Le sue caratteristiche sono simili a quelle degli altri già recuperati nelle precedenti campagne di ricerca: nella parte anteriore una decorazione a rilievo che raffigura un elmo del tipo Montefortino con tre piume nella parte superiore, mentre le numerose concrezioni marine non consentono ancora di verificare la presenza di iscrizioni. Le attività di ricerca nel tratto di mare tra Levanzo e Favignana sono condotte da circa 20 anni da un team formato dalla Soprintendenza del Mare, dalla statunitense Rpm Nautical Foundation e dalla Sdss.

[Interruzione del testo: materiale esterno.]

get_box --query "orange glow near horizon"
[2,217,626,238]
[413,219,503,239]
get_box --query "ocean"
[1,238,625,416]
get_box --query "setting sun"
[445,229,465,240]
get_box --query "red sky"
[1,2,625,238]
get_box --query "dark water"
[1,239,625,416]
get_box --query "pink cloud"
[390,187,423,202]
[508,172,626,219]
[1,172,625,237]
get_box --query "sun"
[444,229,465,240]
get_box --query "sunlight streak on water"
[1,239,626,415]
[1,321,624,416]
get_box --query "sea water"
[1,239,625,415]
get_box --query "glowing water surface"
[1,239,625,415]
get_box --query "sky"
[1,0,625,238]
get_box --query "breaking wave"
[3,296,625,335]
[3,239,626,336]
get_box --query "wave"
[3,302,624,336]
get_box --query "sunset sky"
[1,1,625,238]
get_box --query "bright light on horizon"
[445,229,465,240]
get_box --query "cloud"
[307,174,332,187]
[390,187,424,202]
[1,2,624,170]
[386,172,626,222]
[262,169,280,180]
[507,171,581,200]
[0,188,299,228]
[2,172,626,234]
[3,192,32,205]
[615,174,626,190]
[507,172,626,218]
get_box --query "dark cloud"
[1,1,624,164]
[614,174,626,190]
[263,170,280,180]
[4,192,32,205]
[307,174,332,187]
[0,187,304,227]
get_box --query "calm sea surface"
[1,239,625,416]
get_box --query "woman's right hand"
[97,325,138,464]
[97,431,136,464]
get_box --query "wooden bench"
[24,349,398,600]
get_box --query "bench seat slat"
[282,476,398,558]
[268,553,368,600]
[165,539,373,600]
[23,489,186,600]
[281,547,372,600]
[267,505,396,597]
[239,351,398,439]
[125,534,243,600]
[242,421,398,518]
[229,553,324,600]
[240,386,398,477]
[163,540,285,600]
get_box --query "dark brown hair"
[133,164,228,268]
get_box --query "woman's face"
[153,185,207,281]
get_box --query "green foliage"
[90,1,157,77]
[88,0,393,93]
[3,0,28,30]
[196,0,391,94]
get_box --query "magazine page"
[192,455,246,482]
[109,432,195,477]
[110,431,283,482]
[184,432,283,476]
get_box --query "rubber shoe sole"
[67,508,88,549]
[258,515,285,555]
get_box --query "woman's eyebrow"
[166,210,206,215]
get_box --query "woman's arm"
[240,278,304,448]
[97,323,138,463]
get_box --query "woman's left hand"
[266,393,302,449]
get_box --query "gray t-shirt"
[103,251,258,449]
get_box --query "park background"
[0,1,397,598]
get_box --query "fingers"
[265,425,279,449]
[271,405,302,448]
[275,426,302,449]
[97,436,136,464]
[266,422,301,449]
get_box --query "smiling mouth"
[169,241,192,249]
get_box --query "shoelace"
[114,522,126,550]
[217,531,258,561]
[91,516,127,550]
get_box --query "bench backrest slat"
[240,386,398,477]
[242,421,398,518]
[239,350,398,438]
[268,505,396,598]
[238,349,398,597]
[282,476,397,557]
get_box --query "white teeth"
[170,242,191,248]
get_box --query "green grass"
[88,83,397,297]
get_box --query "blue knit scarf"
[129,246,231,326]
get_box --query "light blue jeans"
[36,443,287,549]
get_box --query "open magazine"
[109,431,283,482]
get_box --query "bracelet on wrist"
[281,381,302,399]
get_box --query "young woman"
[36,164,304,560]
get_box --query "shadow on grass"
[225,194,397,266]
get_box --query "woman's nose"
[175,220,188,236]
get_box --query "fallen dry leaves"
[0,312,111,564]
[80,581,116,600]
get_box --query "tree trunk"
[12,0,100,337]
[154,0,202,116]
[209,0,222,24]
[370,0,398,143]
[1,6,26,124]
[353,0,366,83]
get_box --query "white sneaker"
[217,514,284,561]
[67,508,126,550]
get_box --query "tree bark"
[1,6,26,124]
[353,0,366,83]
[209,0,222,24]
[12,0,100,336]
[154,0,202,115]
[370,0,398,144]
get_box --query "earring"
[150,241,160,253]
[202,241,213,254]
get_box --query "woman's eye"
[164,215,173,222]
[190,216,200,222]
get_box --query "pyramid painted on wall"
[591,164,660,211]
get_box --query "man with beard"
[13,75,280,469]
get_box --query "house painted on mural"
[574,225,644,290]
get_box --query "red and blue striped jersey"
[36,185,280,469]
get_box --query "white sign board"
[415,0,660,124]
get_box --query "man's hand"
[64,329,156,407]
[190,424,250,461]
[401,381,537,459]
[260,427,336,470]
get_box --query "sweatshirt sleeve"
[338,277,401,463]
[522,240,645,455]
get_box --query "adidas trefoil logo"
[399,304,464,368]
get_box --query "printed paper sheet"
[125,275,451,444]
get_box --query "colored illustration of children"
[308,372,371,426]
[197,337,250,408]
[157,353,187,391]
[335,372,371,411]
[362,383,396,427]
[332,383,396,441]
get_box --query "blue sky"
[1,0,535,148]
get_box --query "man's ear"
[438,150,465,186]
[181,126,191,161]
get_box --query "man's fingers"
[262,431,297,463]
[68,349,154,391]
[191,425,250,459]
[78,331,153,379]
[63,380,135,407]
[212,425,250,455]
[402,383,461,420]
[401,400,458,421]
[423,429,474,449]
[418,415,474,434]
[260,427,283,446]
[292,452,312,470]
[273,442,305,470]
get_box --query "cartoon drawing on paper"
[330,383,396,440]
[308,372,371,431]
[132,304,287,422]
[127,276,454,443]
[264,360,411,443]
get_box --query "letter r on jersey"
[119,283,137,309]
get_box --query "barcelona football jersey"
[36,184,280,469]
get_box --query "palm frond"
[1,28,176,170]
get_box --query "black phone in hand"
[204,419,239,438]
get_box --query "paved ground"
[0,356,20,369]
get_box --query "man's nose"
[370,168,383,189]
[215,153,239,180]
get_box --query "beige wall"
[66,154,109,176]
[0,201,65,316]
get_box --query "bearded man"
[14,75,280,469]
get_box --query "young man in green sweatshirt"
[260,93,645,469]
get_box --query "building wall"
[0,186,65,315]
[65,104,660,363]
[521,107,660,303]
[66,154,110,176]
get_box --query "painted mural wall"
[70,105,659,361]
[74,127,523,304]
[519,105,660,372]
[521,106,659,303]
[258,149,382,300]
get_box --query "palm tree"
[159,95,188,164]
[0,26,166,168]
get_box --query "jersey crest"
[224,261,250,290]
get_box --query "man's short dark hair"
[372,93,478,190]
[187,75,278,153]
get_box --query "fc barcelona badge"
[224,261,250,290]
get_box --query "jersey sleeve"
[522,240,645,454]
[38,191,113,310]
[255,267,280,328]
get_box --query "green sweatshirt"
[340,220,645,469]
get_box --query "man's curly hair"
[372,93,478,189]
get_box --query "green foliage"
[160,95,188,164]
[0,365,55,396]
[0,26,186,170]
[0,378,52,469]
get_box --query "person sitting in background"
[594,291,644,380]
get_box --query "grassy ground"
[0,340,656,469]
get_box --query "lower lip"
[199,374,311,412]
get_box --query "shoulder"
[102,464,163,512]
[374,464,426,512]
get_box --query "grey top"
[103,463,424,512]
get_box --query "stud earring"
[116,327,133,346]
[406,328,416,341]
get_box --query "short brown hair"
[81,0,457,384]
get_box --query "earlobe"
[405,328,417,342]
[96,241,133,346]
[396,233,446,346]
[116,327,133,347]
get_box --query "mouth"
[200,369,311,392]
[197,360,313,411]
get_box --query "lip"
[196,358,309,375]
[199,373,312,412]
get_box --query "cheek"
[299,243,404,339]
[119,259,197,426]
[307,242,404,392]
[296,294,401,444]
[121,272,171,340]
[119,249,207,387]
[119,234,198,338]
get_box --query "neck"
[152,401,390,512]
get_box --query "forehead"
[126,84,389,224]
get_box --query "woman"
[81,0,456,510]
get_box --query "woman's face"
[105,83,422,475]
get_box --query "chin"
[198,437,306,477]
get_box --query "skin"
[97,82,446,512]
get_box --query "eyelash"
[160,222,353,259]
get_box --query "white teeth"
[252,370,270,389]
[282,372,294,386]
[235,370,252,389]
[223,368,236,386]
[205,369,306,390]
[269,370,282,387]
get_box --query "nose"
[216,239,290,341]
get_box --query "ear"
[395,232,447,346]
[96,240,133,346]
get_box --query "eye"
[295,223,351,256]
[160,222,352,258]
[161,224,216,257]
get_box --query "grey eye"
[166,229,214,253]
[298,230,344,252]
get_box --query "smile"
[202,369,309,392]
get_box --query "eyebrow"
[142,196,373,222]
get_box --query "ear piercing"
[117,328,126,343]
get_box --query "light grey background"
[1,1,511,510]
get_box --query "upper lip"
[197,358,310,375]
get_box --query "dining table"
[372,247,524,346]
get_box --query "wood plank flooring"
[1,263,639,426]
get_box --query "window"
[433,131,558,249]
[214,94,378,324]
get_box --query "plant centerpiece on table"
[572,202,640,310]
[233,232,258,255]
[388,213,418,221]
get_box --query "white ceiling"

“I fondali delle Egadi sono sempre una fonte preziosa di informazioni per aggiungere ulteriori conoscenze sulla battaglia navale tra la flotta romana e quella cartaginese. L’intuizione di Sebastiano Tusa continua ancora oggi a ricevere conferme sempre più puntuali, avvalorando gli studi dell’archeologo che avevano consentito l’individuazione del teatro della battaglia” ha commentato l’assessore regionale ai Beni culturali, Francesco Paolo Scarpinato. “Con quest’ultimo rostro – sottolinea l’assessore -, salgono a 27 quelli ritrovati a partire dai primi anni Duemila. Negli ultimi 20 anni sono stati individuati anche 30 elmi del tipo Montefortino, appartenuti ai soldati romani, due spade, alcune monete e un considerevole numero di anfore”. La battaglia delle Egadi, descritta da Polibio e da molti altri storici antichi, concluse la lunga prima guerra punica grazie ad una svolta impressa dall’audace ammiraglio Lutazio Catulo che sbloccò una situazione di stallo anche grazie a un’arma micidiale come quella rappresentata dal rostro.